Now making the implementation neat for this was interesting. What I don't want is mess with an if statement at the start of the existing method:

            if (CurrentState == State.Dead)
            {
                if (xxxxxx)
                    return State.Alive;

                return State.Dead;
            }

So instead the rules were split to make them expressive:

    public class Cell
    {
        public State CurrentState { get; private set; }
        readonly IEnumerable<Cell> _neighbours;

        public Cell(State state, IEnumerable<Cell> neighbours)
        {
            CurrentState = state;
            _neighbours = neighbours;
        }

        public State IdentifyStateForTheNextGeneration()
        {
            var aliveNeighbours = _neighbours.Count(n => n.CurrentState == State.Alive);

            return CurrentState == State.Alive ? IdentifyStateBecauseIAmAlive(aliveNeighbours) :
                            IdentifyStateBecauseIAmDead(aliveNeighbours);
        }

        State IdentifyStateBecauseIAmAlive(int aliveNeighbours)
        {
            if (aliveNeighbours == 2 || aliveNeighbours == 3)
                return State.Alive;

            return State.Dead;
        }

        State IdentifyStateBecauseIAmDead(int aliveNeighbours)
        {
            if(aliveNeighbours ==3)
                return State.Alive;

            return State.Dead;
        }
    }

So what did I learn from this?

It was interesting that I was able to define the rules without actually declaring any dead neighbours at all. Because I’m working with IEnumerable<Cell> and not restricting the Cell implementation to have exactly eight neighbours or know about top, left, right, diagonal etc, my rules implementation seems to be easier and my tests certainly were easier to set up.

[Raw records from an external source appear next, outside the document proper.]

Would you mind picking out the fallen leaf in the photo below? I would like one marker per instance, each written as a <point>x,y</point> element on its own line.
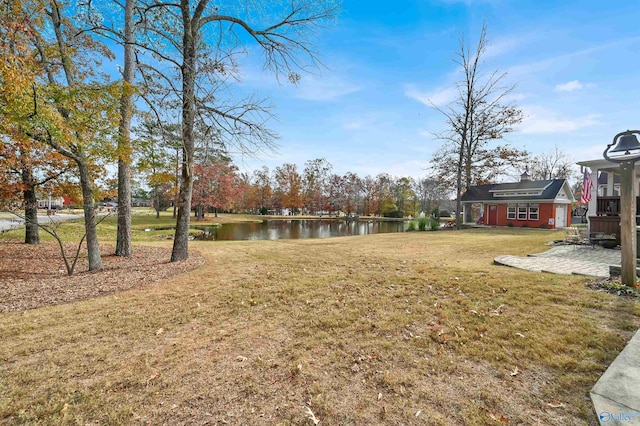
<point>311,416</point>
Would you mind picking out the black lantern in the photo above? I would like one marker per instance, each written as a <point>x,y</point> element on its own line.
<point>626,143</point>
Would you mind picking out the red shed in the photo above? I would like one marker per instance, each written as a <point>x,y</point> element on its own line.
<point>528,203</point>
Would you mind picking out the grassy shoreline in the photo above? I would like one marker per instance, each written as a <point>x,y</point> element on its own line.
<point>414,328</point>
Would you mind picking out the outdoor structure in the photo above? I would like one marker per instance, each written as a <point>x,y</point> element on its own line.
<point>534,204</point>
<point>603,214</point>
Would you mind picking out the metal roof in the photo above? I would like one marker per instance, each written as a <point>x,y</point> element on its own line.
<point>527,190</point>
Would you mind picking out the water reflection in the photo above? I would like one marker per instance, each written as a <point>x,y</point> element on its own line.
<point>297,229</point>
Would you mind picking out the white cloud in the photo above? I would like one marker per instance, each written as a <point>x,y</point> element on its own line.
<point>439,97</point>
<point>541,121</point>
<point>569,86</point>
<point>328,88</point>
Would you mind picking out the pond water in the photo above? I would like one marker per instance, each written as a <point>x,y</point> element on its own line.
<point>296,229</point>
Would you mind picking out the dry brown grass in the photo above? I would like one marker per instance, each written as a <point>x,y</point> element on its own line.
<point>417,328</point>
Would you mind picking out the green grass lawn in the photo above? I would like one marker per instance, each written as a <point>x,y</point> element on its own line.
<point>414,328</point>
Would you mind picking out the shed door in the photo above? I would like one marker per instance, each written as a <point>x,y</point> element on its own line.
<point>493,215</point>
<point>561,216</point>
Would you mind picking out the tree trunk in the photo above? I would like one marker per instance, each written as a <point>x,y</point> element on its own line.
<point>123,239</point>
<point>157,203</point>
<point>88,205</point>
<point>181,237</point>
<point>177,197</point>
<point>31,235</point>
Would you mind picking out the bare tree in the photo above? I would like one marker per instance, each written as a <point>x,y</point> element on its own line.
<point>551,165</point>
<point>479,115</point>
<point>199,42</point>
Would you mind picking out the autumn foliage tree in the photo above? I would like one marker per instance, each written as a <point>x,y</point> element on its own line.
<point>216,185</point>
<point>56,98</point>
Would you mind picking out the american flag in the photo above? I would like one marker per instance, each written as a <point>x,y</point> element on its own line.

Because I started at the cell level I haven’t even explored the grid itself yet – would I have an external grid class that managed the creation of cells and ensured the neighbour arrangement for example?
I also haven’t explored what happens to current state on the “tick” of the generation, something I might want to concentrate on a later retreat.

My tests seem very expressive, and I could write more for edge cases over and above the rules themselves, such as eight specific dead neighbours, etc.
Its a shame such rich information is only available to developers, so one of my next retreats will be to look at other ways of defining these specifications.

So I’m happy after this retreat – although I haven’t pushed myself that much on this one, I am confident that because I’ve started with the rules from the problem domain (and not layout) I have had a relatively easy implementation of the rules and have shaped the code in a particular way that fits nicely.